Le chef d’orchestre est le fétiche des différentes éditions du festival helvète. À la tête de ses forces amstellodamoises ou bavaroises, il vient se produire dans le grand répertoire des deux derniers siècles, et le public, toujours nombreux, lui réserve de longues acclamations. L’excellence de la formation batave n’est plus à prouver, mais sous l’impulsion du chef letton, l’orchestre prend un énorme plaisir à jouer.
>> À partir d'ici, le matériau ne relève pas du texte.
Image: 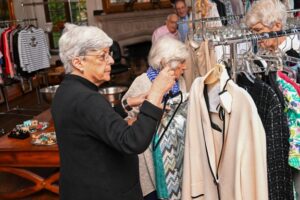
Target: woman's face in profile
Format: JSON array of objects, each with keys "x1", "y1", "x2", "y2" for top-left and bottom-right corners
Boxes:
[
  {"x1": 175, "y1": 61, "x2": 186, "y2": 80},
  {"x1": 84, "y1": 48, "x2": 114, "y2": 85},
  {"x1": 251, "y1": 22, "x2": 281, "y2": 50}
]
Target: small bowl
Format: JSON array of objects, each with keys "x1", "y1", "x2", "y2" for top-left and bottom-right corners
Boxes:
[
  {"x1": 99, "y1": 86, "x2": 128, "y2": 107},
  {"x1": 40, "y1": 85, "x2": 59, "y2": 104}
]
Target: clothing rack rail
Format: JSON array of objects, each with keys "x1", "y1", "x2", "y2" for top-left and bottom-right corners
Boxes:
[
  {"x1": 212, "y1": 27, "x2": 300, "y2": 46},
  {"x1": 0, "y1": 18, "x2": 37, "y2": 24},
  {"x1": 177, "y1": 15, "x2": 244, "y2": 24},
  {"x1": 210, "y1": 27, "x2": 300, "y2": 81}
]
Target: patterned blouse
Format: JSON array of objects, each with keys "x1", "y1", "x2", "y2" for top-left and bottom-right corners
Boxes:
[{"x1": 277, "y1": 72, "x2": 300, "y2": 170}]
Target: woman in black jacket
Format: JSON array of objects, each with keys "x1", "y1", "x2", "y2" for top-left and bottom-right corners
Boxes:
[{"x1": 51, "y1": 24, "x2": 175, "y2": 200}]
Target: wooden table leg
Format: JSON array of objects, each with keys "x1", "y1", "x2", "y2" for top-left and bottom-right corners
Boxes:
[{"x1": 0, "y1": 167, "x2": 59, "y2": 199}]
Il se manifeste par un fait rarissime avec cette phalange : les musiciens acclament leur chef. De même, l’artiste s’accomplit à la tête de cet orchestre, il a enfin trouvé l’instrument idéal qui répond à chacune de ses sollicitations. Le Concerto pour Orchestre de Witold Lutoslawski commence à s’imposer comme un cheval de bataille des orchestres en parade. Ce n’est que justice tant les œuvres du maître polonais sont intenses. Cette partition à l’orchestration brillante et raffinée, n’épargne aucun pupitre. Evidement, la précision et la technique de la formation lui permettent de s’illustrer dans les passages les plus difficiles, notamment le redoutable dernier mouvement, enlevé avec panache et brio par un Jansons halluciné qui ose prendre tous les risques imaginables.

Le Concertgebouw connaît son Brahms sur le bout des doigts pour le fréquenter assidûment depuis le règne de Mengelberg. Après les concerts légendaires de Mengelberg, Van Beinum, Haitink, Jochum, les interprétations de Riccardo Chailly pêchaient par un intellectualisme glacial. Mais renoue avec un Brahms altier et conquérant. Les tempi sont vifs et les arrêtes saillantes ; On fait de la musique pour de la musique, sans arrière pensée métaphysique. C’est saisissant d’autant plus que la phalange se pare des couleurs les plus irisées et automnales pour faire un sort à cette partition. Les solos des vents du mouvement lent feraient fendre les pierres tant l’émotion est à fleur de peau, à l’instar du dialogue entre le hautbois d’Alexei Ogrintschouk et la clarinette de Jacques Meertens. Les deux derniers mouvements soulèvent l’enthousiasme du public qui réserve une « standing ovation » à l’orchestre et à son chef. Devant, l’enthousiasme général, deux bis sont offerts : la VIe Danse Hongroise de Brahms et la farandole de L’Arlésienne de Bizet.

Le Concertgebouw a lancé son propre label discographique (RCO live). On peut y retrouver Jansons dans La Symphonie de Nouveau Monde de Dvoràk, Une vie de héros de Richard Strauss, et un programme qui couple les secondes Symphonies de Beethoven et Brahms. Bernard Haitink, chef lauréat de formation, se consacre à la VIIIe Symphonie de Bruckner.